Bien entendu, comme j'ai derrière moi un grand nombre d'heures de vol, je n'ai fait que suggérer les corrections à l'auteur, comme je le fais toujours et l'ai toujours fait pour les changements de ce type. Quand j'ai pu le faire, j'ai également conseillé de tourner les phrases autrement pour carrément éviter le mode subjonctif.
Je ne sais pas encore ce que l'auteur a décidé de faire par la suite. L'éditeur me le dira certainement.
Cela dit, je me souviens m'être fait taper sur les doigts il y a... longtemps... pour ne pas avoir mis d'imparfaits du subjonctif dans un roman du même style...
Le présent dans la subordonnée est choquant notamment quand le verbe de la principale est au passé simple (donc c'est bel et bien révolu), pas vous ?...
Il est vrai par ailleurs que, comme j'ai l'occasion de parler en italien quasiment tous les jours et espagnol de temps à autre, je suis peut-être inconsciemment influencée par ces deux langues où l'imparfait du subjonctif, certes plus agréable à l'oreille que le nôtre, est toujours de mise et se fond aisément dans une conversation, même banale.
Cela dit, devons-nous sauter à pieds joints dans le piège de la paupérisation du langage et suivre les moutons, au risque de ne plus savoir, à plus ou moins long terme, "qui" et "ce que" nous sommes ?
Voici deux phrases relevées dans le roman :
Quoique sa terreur soit (!!!) bien réelle, il ne put (!!!) s'empêcher de le détailler durant quelques longues secondes. »
Bien entendu j'ai suggéré "fût".
« ... pas convaincu qu'il soit (!!!) impossible de regagner dès à présent (!!!) un endroit plus civilisé, il décida (!!!) de se rendre compte par lui-même. »
Suggéré "fût" et "dès lors" (et non "dès à présent"), l'auteur relate une action passée, totalement révolue, sans aucun lien grammatical avec le présent.
Je suis tout de même fort surprise d'apprendre qu'il vous est possible de laisser ces phrases en l'état sans même sursauter d'effroi et, parallèlement, de vous voir batailler longuement autour d'une histoire de trait d'union... Cela me sidère quelque peu !
Sérieusement, pourriez-vous lire ces phrases à haute voix, telles qu'elles figurent ici, sans être choqués ?

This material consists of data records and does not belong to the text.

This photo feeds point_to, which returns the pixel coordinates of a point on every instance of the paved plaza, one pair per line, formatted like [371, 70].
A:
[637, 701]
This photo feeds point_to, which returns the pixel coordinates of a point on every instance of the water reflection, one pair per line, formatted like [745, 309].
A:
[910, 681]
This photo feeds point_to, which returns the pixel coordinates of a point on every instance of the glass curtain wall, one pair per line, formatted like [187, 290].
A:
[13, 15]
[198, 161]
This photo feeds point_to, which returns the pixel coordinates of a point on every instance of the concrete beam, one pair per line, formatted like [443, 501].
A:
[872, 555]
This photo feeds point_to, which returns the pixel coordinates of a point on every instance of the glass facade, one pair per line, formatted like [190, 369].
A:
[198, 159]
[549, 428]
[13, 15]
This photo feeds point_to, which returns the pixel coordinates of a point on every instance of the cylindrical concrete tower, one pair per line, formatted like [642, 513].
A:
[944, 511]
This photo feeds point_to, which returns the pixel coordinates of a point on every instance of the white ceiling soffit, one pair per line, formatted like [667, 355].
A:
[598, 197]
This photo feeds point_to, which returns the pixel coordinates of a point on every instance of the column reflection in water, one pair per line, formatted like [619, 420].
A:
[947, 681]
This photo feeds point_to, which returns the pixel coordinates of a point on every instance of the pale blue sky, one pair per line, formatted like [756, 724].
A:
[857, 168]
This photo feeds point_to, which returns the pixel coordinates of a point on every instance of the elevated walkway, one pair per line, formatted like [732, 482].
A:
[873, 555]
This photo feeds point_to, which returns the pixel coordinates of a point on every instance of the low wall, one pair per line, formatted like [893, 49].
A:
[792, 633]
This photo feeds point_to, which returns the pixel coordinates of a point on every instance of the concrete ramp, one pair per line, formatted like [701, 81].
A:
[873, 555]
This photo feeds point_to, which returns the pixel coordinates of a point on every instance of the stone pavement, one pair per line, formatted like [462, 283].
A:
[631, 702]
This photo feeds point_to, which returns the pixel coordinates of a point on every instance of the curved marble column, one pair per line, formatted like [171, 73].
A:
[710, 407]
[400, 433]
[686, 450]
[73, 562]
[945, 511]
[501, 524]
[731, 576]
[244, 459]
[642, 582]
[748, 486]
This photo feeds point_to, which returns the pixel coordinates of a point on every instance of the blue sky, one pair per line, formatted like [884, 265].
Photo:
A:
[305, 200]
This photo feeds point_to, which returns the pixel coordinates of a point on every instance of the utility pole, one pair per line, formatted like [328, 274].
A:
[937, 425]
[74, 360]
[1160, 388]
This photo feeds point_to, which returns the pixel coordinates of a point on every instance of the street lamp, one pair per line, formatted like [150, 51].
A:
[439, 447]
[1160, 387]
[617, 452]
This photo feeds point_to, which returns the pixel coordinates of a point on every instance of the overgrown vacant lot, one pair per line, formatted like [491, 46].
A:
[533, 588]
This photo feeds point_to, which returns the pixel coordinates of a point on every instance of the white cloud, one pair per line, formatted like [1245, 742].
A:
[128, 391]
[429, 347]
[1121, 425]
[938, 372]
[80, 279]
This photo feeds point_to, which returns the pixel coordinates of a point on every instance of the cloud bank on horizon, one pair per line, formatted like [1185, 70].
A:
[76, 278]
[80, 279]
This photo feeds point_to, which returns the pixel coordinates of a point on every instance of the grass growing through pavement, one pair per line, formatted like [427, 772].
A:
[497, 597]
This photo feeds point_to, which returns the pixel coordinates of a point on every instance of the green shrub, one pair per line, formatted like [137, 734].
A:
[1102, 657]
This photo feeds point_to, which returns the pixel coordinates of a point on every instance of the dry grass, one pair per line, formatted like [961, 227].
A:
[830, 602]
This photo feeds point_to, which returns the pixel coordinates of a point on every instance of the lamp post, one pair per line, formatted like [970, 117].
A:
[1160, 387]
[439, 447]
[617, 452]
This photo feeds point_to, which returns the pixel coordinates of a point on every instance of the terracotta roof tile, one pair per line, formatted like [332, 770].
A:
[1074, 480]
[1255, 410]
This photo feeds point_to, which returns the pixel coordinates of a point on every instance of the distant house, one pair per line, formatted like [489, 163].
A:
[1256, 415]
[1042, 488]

Personnellement, s'il y a bien des cas où je ferme les yeux, mais dans des phrases telles que celles-là, je ne le peux vraiment pas. C'est contraire à toute logique grammaticale, je dirais presque à toute logique rigoureusement "mathématique" !
C'est d'autant plus troublant que, romans de gare ou pas (et alors, qu'est-ce qui nous autoriserait à les corriger différemment que les autres ouvrages ? Si je suis l'idée de certains, il y aurait une littérature de riches et une littérature de pauvres ? Fichtre !), l'auteur a une écriture assez raffinée, un style élégant, un langage riche, des tournures emplies de poésie... Rien à voir donc avec un langage "de la rue", si je me fais bien comprendre. Par conséquent lorsque, au beau milieu d'un texte bien tourné, plutôt joliment écrit, mes yeux tombent sur ce genre d'anti-concordance des temps (certains écriront certainement anticoncordance je vois d'ici la discussion que cela va engendrer quant à la nécessité ou pas de mettre un trait d'union...), cela me gêne et tracasse d'autant plus, pas vous ?...
Notre rôle consiste à corriger, y compris en ce qui concerne les traits d'union, certes, mais également à conseiller l'auteur un peu plus "en profondeur". En l'espèce, plus je lis ces deux phrases (qui ne sont que des exemples parmi d'autres) et plus j'estime que l'auteur se rend encore plus ridicule en utilisant un présent du subjonctif là où une logique élémentaire requiert un imparfait (d'autant plus que le verbe être et le verbe avoir à la troisième personne du singulier de l'imparfait du subjonctif ne heurtent pas du tout l'oreille).
Donc, bien entendu, je n'ai pas corrigé à proprement parler (je l'aurais fait sans ambages il y a quelque vingt ans seulement). J'ai pris la peine de "pédagogiquement" suggérer, d'expliquer... Quand il y a une ambiguïté, j'explique et je suggère toujours en marge (parfois j'y consacre bien du temps... non rémunéré bien sûr). L'auteur fait ce qu'il veut après, mais il le fait alors en toute connaissance de cause.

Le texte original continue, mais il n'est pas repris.